Advanced preparation of fragment libraries enabled by oligonucleotide-modified 2′,3′-dideoxynucleotides

The ever-growing demand for inexpensive, rapid, and accurate exploration of genomes calls for refinement of existing sequencing techniques. The development of next-generation sequencing (NGS) was a revolutionary milestone in genome analysis. While modified nucleotides already were inherent tools in sequencing and imaging, further modification of nucleotides enabled the expansion into even more diverse applications. Herein we describe the design and synthesis of oligonucleotide-tethered 2′,3′-dideoxynucleotide (dd ON NTP) terminators bearing universal priming sites attached to the nucleobase, as well as their enzymatic incorporation and performance in read-through assays.
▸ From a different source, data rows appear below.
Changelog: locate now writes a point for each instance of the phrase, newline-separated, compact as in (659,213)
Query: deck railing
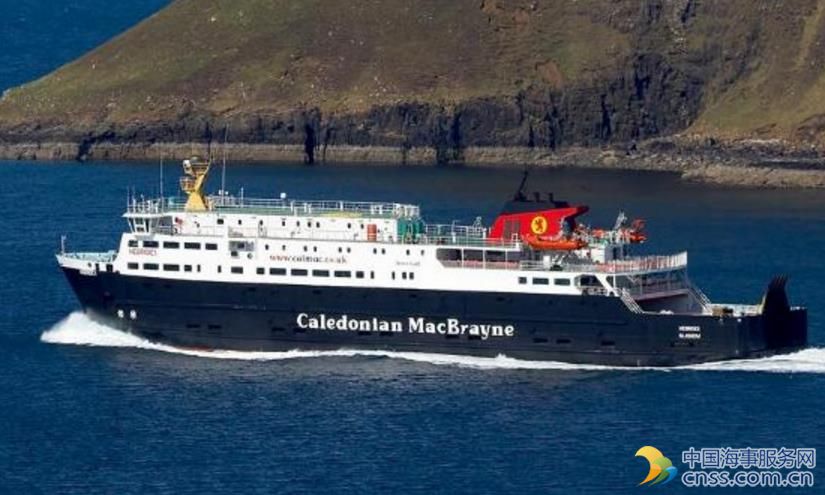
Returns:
(280,207)
(640,264)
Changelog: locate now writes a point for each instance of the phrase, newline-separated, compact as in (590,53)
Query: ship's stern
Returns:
(784,328)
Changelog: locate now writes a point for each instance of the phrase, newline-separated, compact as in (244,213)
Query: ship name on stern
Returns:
(449,326)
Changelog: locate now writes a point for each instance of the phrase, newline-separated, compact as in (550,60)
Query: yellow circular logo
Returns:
(538,225)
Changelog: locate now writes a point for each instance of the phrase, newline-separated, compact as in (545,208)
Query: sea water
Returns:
(87,409)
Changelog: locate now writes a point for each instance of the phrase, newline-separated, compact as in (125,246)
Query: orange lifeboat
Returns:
(635,233)
(558,244)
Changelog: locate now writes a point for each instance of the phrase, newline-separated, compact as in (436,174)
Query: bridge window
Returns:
(443,254)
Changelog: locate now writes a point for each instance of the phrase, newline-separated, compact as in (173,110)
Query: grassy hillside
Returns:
(518,71)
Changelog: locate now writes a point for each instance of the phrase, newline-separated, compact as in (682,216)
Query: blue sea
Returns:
(85,409)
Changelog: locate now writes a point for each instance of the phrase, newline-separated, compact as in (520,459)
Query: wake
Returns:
(78,329)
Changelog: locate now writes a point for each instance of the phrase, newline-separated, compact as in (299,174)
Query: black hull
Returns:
(574,329)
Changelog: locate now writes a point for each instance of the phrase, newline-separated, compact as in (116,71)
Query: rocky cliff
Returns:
(445,76)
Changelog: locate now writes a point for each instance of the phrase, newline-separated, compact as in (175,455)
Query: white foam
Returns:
(78,329)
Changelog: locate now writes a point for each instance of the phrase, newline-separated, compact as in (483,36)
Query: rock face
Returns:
(443,76)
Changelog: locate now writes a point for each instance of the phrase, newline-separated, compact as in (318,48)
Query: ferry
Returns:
(236,273)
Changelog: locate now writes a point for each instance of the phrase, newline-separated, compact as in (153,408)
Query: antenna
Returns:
(223,168)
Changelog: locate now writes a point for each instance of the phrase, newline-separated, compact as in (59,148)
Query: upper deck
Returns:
(277,207)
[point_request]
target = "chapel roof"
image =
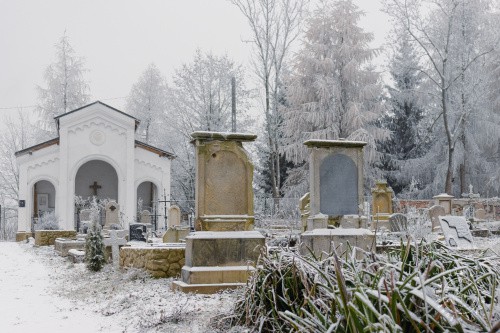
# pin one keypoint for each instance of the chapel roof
(36, 147)
(137, 121)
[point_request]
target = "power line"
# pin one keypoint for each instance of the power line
(33, 106)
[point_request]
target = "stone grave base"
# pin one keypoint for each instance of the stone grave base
(176, 234)
(161, 261)
(63, 245)
(378, 225)
(48, 237)
(322, 241)
(226, 222)
(23, 236)
(219, 260)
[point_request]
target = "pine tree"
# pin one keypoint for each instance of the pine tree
(405, 116)
(333, 91)
(94, 245)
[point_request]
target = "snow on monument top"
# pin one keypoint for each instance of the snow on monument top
(334, 143)
(223, 136)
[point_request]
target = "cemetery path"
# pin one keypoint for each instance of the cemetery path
(27, 303)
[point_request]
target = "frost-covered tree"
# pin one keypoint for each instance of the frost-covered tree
(405, 114)
(454, 38)
(147, 101)
(333, 91)
(200, 100)
(66, 88)
(275, 26)
(17, 135)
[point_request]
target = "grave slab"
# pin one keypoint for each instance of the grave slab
(456, 232)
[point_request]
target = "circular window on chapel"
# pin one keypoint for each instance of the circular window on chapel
(97, 137)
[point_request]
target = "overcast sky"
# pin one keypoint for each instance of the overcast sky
(119, 38)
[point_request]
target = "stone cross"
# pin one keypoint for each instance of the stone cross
(115, 241)
(95, 187)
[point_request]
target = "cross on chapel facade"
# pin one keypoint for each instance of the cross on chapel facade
(95, 145)
(95, 187)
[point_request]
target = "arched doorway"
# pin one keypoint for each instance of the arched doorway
(147, 196)
(97, 178)
(44, 198)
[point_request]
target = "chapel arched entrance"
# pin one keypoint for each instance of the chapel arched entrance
(44, 199)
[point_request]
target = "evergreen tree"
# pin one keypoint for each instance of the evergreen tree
(333, 92)
(94, 245)
(405, 116)
(94, 248)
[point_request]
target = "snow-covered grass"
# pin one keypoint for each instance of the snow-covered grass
(40, 288)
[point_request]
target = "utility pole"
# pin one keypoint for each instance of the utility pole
(233, 104)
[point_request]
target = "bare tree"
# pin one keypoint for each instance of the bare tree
(441, 29)
(66, 88)
(275, 26)
(148, 101)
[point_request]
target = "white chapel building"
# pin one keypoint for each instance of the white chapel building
(95, 154)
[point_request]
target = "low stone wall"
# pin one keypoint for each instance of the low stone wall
(23, 236)
(48, 237)
(160, 262)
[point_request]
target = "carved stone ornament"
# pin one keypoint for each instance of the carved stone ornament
(97, 137)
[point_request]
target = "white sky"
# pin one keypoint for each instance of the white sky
(119, 38)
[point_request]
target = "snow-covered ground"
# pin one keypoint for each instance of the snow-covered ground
(43, 292)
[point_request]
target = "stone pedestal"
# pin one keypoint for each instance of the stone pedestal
(382, 201)
(223, 252)
(175, 234)
(444, 200)
(322, 242)
(219, 260)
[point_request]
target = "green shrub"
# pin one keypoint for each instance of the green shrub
(420, 288)
(94, 248)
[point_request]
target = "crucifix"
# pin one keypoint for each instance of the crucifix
(95, 187)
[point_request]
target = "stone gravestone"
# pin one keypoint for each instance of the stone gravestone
(336, 197)
(85, 220)
(223, 193)
(115, 240)
(398, 222)
(174, 216)
(456, 232)
(434, 213)
(224, 250)
(480, 214)
(112, 214)
(145, 217)
(138, 232)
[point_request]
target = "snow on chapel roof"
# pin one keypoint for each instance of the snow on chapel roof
(55, 141)
(137, 121)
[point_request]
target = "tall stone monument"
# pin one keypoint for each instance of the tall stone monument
(381, 204)
(223, 250)
(336, 198)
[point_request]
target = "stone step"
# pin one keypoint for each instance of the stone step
(204, 288)
(216, 275)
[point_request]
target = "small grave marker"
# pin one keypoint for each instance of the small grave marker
(115, 241)
(456, 232)
(138, 232)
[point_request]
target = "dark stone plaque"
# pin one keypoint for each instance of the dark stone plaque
(338, 186)
(138, 232)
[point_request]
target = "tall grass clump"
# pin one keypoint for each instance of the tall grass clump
(418, 288)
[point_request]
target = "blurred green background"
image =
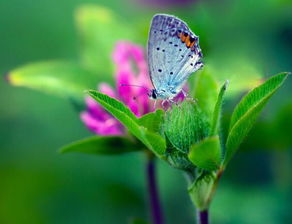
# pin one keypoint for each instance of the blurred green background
(241, 40)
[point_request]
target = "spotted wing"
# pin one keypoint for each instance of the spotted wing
(173, 52)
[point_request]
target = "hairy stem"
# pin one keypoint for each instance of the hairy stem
(203, 217)
(156, 210)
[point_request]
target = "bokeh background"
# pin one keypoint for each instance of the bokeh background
(242, 40)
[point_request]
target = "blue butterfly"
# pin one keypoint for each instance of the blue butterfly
(173, 55)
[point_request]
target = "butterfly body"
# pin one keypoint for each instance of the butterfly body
(173, 55)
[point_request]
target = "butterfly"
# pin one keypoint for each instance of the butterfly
(173, 55)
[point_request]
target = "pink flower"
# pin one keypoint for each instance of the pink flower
(126, 56)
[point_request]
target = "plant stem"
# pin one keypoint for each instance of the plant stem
(203, 217)
(156, 210)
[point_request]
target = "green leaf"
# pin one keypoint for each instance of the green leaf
(206, 154)
(103, 145)
(206, 91)
(152, 121)
(99, 30)
(58, 78)
(152, 140)
(247, 111)
(201, 190)
(217, 111)
(185, 125)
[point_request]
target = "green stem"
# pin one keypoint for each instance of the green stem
(215, 184)
(203, 217)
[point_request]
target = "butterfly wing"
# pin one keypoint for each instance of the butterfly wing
(173, 52)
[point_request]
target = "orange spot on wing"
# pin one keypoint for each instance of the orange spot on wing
(192, 44)
(182, 37)
(188, 41)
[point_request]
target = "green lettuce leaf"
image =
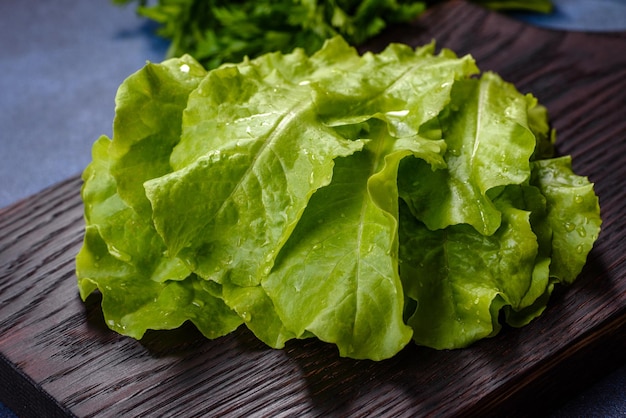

In the context of NGS library preparation, the incorporation of dd ON NTP fulfills two requirements at once: the fragmentation step is integrated into the workflow and the obtained fragments are readily labeled by platform-specific adapters. DNA polymerases can incorporate dd ON NTP nucleotides, as shown by primer extension assays. More importantly, reading through the unnatural linkage during DNA synthesis was demonstrated, with 25-30% efficiency in single-cycle extension. Next-generation genome sequencing technologies have revolutionized the life sciences, however all sequencing platforms require nucleic acid pre-processing to generate suitable libraries for sequencing. Here, oligonucleotide-tethered 2′,3′-dideoxynucleotide terminators bearing universal priming sites are synthesised and incorporated by DNA polymerases, allowing integration of the fragmentation step into the library preparation workflow while also enabling the obtained fragments to be readily labeled by platform-specific adapters.